Fig. 6. Growth behavior in vitro and expression of different markers of the newly established RB derived stromal cell line T18 as revealed by immunohistochemical stains.

Fig. 6

a Paraffin sections of RB tumor tissue (T18 tumor), primary RB derived stromal cells (T18) and the respective immortalized RB derived stromal cells (T18_IM) stained for different markers (brown signal) with hematoxylin and eosin counterstaining (upper row) or after immunofluorescence staining for markers (red fluorescence) and DAPI counterstaining (blue fluorescence; middle and lower row; scale bars: 100 µm). b Growth curve analysis of the immortalized T18_IM RB stromal cells showing mean doubling times of 36 h. Immortalized T18 stromal cells (T18_IM) showed significantly increased cell viability and proliferation levels compared to primary T18 stromal cells (T18) as revealed by (c) WST-1 assay and (d) BrdU stains. Values are means of three independent experiments ± SEM. ****p < 0.0001 statistical differences compared to the control group calculated by Student’s t-test.

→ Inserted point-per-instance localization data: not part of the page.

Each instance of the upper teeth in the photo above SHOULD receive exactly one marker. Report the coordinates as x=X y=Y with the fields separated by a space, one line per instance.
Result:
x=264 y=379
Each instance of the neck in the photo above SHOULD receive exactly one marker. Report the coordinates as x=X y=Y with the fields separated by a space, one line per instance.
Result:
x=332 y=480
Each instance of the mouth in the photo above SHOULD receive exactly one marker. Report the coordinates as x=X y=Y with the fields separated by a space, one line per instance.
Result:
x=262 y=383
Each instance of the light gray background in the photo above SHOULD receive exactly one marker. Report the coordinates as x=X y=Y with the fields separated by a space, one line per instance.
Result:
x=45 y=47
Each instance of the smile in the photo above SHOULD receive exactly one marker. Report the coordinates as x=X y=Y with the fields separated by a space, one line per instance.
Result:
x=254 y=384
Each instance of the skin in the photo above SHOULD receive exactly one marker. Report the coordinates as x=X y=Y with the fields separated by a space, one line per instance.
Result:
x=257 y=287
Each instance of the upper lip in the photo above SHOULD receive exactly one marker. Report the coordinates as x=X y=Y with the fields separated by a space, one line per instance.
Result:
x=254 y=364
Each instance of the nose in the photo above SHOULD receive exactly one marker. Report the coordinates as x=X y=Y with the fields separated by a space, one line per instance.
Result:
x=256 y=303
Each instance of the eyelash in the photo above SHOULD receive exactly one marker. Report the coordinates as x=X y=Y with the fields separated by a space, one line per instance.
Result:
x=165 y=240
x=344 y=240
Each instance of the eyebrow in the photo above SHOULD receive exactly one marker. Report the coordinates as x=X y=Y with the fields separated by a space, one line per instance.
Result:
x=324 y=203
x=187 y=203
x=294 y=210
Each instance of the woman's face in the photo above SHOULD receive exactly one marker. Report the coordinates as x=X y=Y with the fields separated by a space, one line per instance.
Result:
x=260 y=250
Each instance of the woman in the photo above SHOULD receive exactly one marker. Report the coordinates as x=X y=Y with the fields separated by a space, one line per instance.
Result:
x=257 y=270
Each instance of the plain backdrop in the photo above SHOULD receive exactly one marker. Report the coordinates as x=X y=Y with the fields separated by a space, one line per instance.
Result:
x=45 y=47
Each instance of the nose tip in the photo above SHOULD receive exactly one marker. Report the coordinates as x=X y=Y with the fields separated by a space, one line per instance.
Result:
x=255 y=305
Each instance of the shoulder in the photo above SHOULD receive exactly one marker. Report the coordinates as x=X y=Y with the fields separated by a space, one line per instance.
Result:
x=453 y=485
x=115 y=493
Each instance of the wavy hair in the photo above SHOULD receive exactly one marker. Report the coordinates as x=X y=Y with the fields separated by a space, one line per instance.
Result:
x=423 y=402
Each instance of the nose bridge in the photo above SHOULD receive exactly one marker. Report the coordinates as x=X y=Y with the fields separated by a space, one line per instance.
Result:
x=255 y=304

Thus, the immortalized stromal cells reflected the marker expression of the tumor of origin as well as of the primary cell culture, but displayed significantly increased proliferation.

Establishment of a 3D co-cultivation model and MACS separation of RB derived stromal cell populations

We established a 3D co-cultivation model for RB tumor and stromal cells based on a hanging drop cultivation method [35], in order to enable future investigations of the interaction of both, stromal and tumor components, on the progression and therapy outcome of RB. Figure 7a depicts a 3D RB stroma-tumor spheroid in the hanging drop cell culture and Fig. 7b displays it’s composition at different magnifications. Both, stromal (T18) and tumor (Rbl13) cell types are uniformly distributed throughout the spheroid as shown by immunofluorescence (Fig. 7b) and stromal marker staining’s of a paraffin embedded spheroid (Fig. 7c-f).

Fig. 7. Co-cultivation of RB tumor and stromal cells in a 3D cell culture model.

Fig. 7

a Brightfield and (b) immunofluorescence pictures showing Rbl13 tumor cells in green (GFP), T18 stromal cells in red (tomato lectin) and blue nuclei counterstaining (DAPI) of a RB tumor-stroma spheroid in a hanging drop culture at different magnifications (b; scale bars: 500 µm, 100 µm and 50 µm). c Histological analysis of paraffin sections of a RB tumor-stroma spheroid stained with different indicated stromal markers and counterstained with hematoxylin and eosin (H&E; df; scale bars: 25 µm). White arrowheads exemplarily indicate some cells, which stained positive for the respective markers (zoomed-in insets df; brown signal).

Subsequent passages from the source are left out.